To imagine an artist that could create from aspects of romanticism, abstraction, impressionism, modernism, realism, futurism or surrealism is to have a better understanding of McPhee's sound landscape. The most creative music lies between the known and the unknown, yet McPhee always pushes towards the spheres of the unknown; his music always begins from a set of values, along with an unorthodox attitude that intensely penetrates from ground zero, every single time. He paints and expresses sound in real time, and the complexity of his art form makes it unlikely to gain many listeners from the shallow depths of revenue-driven pop culturefar from it.
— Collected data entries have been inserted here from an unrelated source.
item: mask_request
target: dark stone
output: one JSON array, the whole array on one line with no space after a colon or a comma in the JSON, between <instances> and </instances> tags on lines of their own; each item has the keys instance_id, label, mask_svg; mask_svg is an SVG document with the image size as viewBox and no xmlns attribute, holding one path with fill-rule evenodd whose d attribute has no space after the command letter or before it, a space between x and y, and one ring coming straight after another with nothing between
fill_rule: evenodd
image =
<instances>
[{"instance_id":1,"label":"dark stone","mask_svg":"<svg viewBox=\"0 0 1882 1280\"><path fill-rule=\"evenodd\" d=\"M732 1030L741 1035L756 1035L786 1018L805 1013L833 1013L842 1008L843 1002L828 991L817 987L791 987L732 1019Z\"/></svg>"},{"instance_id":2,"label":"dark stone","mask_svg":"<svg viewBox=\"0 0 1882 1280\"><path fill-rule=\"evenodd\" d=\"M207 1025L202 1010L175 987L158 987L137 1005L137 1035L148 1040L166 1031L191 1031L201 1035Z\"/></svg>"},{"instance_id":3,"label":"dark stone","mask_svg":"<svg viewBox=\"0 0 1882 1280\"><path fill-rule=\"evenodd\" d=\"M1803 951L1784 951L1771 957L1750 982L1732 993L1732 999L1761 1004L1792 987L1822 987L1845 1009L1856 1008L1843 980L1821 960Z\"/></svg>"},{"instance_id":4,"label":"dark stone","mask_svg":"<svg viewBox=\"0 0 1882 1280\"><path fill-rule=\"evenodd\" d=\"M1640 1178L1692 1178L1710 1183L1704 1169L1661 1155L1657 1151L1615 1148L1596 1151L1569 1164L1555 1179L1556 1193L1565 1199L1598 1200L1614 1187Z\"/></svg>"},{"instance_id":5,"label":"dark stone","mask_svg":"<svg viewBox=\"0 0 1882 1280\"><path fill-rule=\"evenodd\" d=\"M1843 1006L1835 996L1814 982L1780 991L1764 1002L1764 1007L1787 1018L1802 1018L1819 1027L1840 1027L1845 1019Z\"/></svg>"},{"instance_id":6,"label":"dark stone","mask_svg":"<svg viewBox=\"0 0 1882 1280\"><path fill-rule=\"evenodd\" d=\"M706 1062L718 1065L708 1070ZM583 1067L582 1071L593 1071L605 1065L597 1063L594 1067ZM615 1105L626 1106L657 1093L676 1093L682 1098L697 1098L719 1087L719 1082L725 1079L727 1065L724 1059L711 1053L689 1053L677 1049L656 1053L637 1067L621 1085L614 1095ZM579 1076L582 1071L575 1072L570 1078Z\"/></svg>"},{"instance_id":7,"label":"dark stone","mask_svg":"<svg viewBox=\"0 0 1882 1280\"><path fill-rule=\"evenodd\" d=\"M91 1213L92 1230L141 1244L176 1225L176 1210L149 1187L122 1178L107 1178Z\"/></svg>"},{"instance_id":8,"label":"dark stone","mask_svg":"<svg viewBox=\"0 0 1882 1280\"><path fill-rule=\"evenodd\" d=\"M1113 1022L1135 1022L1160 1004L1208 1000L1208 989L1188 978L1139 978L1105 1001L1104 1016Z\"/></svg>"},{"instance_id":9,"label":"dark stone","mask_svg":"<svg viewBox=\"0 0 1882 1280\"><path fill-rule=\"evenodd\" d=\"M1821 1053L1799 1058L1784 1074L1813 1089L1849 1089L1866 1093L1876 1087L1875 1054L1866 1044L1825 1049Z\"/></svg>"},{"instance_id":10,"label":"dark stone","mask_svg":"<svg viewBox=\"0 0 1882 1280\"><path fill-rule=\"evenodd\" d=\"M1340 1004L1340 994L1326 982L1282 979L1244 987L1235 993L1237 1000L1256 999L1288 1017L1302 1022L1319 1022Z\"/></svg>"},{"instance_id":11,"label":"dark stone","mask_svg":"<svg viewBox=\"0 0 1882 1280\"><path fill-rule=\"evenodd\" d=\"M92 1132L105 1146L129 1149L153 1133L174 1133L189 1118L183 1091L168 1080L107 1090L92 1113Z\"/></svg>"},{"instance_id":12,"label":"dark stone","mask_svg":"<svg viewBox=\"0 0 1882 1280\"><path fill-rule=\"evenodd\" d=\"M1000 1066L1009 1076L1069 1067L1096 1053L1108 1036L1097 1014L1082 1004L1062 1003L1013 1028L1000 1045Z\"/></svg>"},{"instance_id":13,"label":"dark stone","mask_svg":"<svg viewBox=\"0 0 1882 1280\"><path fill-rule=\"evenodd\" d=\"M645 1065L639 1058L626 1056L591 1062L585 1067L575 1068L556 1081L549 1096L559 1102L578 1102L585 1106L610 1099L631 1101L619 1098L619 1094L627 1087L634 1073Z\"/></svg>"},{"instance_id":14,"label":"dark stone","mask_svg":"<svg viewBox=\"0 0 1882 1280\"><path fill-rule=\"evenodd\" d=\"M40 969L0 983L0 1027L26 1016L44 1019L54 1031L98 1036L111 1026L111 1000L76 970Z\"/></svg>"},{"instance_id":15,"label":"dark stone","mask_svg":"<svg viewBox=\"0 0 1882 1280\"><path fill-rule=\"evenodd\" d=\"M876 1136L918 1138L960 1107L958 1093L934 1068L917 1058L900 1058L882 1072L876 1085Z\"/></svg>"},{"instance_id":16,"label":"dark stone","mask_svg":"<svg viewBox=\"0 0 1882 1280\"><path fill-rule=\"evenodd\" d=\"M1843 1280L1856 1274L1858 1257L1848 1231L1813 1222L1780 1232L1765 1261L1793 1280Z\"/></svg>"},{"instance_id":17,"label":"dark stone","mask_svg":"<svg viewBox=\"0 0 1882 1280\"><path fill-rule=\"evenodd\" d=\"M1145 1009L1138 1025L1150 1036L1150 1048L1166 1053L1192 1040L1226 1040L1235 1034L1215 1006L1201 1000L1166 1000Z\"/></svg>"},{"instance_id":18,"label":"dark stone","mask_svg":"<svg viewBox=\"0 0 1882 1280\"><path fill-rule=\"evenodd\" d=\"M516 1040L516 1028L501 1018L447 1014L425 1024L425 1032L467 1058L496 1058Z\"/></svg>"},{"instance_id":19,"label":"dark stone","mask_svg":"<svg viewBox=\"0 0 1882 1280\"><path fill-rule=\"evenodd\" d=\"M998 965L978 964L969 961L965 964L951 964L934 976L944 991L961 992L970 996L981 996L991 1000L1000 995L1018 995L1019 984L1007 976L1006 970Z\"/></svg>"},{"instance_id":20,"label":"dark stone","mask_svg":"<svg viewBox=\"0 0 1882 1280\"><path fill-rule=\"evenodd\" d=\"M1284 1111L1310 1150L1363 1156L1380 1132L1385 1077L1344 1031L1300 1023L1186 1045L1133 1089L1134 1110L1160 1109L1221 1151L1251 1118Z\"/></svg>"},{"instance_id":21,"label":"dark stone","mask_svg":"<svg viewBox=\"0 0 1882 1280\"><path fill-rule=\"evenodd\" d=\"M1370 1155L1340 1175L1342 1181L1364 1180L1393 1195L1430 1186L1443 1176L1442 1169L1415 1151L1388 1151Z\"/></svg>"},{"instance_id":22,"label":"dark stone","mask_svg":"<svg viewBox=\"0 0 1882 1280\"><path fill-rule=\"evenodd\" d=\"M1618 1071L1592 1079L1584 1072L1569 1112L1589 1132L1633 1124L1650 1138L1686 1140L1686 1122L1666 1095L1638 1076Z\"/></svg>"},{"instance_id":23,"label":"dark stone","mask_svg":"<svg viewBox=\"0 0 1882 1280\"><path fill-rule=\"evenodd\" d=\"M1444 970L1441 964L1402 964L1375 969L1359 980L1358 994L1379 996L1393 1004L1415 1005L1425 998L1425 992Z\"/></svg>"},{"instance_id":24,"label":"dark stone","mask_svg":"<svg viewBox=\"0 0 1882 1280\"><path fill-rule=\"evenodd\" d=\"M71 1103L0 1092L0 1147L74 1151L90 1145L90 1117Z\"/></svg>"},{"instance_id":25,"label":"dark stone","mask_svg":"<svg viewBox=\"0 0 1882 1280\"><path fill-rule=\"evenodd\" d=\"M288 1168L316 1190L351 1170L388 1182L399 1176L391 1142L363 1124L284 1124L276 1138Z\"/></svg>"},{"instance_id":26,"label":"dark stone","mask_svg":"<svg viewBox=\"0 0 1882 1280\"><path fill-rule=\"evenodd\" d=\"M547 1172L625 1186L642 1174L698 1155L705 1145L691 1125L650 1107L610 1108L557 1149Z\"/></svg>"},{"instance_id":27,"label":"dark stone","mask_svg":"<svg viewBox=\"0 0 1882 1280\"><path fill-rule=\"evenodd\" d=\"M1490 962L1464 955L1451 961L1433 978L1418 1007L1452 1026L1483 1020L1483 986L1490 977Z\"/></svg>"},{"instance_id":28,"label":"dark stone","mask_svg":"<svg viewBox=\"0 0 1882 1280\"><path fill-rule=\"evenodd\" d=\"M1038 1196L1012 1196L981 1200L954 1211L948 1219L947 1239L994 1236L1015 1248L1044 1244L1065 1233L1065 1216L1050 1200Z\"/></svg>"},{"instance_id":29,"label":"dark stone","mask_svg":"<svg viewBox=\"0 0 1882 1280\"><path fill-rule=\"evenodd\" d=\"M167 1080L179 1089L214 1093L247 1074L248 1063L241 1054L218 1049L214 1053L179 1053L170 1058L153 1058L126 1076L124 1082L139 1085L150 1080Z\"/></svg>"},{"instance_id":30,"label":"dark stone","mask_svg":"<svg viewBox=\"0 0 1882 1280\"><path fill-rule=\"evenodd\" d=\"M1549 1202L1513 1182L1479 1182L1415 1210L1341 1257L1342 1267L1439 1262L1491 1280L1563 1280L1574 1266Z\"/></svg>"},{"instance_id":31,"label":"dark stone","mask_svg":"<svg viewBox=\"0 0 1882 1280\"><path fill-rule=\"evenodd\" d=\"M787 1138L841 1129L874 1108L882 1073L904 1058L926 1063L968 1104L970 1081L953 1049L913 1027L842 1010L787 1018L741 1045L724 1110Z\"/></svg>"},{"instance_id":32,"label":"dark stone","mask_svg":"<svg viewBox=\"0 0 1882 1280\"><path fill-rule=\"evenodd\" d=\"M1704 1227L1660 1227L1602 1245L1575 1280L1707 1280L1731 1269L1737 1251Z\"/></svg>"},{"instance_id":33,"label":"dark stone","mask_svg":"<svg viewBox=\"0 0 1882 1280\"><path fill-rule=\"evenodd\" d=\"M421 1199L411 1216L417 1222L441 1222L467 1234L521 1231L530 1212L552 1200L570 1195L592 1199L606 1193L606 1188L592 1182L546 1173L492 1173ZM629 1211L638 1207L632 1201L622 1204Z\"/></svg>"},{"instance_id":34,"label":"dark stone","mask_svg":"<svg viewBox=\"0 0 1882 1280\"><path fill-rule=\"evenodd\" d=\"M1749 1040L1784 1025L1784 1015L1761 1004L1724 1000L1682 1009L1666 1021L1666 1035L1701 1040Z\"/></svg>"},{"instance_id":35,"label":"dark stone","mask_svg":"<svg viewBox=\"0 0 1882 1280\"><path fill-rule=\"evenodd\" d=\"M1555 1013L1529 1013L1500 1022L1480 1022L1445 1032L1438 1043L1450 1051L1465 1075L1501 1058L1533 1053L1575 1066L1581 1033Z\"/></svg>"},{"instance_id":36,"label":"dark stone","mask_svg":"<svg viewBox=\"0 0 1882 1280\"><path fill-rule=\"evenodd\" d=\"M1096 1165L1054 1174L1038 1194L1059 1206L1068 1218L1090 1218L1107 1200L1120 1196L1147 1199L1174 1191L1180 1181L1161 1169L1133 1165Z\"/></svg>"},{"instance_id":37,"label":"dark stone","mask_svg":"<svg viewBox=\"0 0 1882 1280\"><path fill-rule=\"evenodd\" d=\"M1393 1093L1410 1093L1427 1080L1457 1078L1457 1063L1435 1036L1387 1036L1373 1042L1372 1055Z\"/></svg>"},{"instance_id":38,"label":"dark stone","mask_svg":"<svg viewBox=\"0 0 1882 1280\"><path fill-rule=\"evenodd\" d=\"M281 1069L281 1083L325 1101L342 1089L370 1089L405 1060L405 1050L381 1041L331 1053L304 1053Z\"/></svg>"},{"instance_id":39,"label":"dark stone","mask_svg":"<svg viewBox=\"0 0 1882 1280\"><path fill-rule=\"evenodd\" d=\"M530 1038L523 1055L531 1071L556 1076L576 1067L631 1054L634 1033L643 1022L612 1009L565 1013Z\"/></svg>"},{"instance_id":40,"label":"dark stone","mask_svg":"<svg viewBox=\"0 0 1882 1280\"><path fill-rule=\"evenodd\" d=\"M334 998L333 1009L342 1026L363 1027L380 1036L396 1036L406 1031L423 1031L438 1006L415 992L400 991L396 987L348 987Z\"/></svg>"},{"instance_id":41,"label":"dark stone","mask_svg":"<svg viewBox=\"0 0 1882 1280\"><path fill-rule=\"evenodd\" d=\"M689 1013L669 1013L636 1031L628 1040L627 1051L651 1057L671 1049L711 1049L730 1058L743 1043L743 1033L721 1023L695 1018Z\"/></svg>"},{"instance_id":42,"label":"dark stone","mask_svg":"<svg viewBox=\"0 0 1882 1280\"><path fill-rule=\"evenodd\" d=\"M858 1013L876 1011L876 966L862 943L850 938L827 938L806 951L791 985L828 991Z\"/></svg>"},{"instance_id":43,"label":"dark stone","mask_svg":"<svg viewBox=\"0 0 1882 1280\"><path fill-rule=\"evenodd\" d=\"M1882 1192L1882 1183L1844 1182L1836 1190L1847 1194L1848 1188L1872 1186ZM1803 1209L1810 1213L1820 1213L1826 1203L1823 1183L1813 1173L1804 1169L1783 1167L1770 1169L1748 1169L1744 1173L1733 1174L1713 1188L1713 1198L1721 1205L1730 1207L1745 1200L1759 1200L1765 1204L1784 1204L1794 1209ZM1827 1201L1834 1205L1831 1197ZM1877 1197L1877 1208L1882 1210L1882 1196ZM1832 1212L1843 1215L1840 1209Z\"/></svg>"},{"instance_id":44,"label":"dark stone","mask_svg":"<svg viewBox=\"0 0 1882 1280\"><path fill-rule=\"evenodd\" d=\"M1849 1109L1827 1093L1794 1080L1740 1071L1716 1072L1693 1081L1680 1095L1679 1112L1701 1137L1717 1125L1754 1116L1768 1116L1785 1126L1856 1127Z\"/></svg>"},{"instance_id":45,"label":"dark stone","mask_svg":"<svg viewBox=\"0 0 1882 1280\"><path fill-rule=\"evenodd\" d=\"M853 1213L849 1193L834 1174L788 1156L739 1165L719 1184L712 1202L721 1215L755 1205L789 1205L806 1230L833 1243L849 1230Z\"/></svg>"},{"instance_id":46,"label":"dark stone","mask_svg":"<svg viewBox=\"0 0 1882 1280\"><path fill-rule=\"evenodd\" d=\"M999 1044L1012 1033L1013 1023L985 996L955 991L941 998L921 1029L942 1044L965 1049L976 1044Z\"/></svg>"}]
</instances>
Artists like McPhee are not motivated by money because it doesn't exist here; they create because there is no choice if art is going to survive. It is a passion and it is a sacrifice, and there are no compromises...at any level.McPhee's Nation Time (CJR, 1970), Underground Railroad (CJR, 1969), Pieces of Light (CJR, 1974) and Trinity (CJR, 1971) define a period of time, and will forever stand as monuments in the era of civil rights. These are pieces of music with critical artistic values that represent what it is to express freely, while in the shadows of oppression. It is art expressed in all its glory and greatness, and McPhee is its prophet.

All About Jazz: Let go back to your roots.

Joe Mcphee: My father was born in the Bahamas, on the island called Exuma, and he came from a very British background. He ended up working for a Greek sponge fisherman who taught him how to speak Greek but also taught him how to run a business, how to keep the books, et cetera. He was really amazing.

But my father left Exuma in 1927, at the age of 25, because he wanted to become an American citizen. He had hoped to join an Army band in Arizona, but at that time, the military was segregated. When he finally did arrive in the United States, the band had already disbanded, so he was stuck in Florida. But it's also where he met my mother, who was from Nassau.

I had the opportunity to take him back to Exuma in 1970, and that was his first time back home since 1927. And at that time, the Bahamas were just about to get their independence, and he couldn't quite understand the concept of not having a king and queen.

My mother's maiden name was Cooper, and her uncle was Alfonso Cooper, who was the leader of the Savoy Sultans. Grachan Moncur who was a bassist in The Sultans was also the father of Grachan Moncur III, the trombonist. He and Alfonso were half brothers and had the nickname "brother," and Al [Alfonso] Cooper, the clarinetist and alto player, was the leader of the band. They were a jump band and the house band at the Savoy Ballroom in New York, and they were also the band that everybody had to go through. If you were a player and came to New York, you had to go through the Sultans. They played between 1937 and 1946, and they were really something.

I had the opportunity to interview Alfonso in 1970 and was hoping to have it published in Cadence Magazine. As a result, I took along a tape recorder to capture the conversation, but became so caught up in the stories of what it was like traveling the "Chitlin Circuit" that I forgot to turn on the tape recorder. Their food was placed on trays, outside on doorsteps, while [they were] being treated like dogs.

Unfortunately, it wasn't long later that Alfonso died. But I was reading an interview with Grachan Moncur in Cadence Magazine a few years ago, and he, too, had an interview with Alfonso and also forgot to turn on his tape recorder. [Laughs.]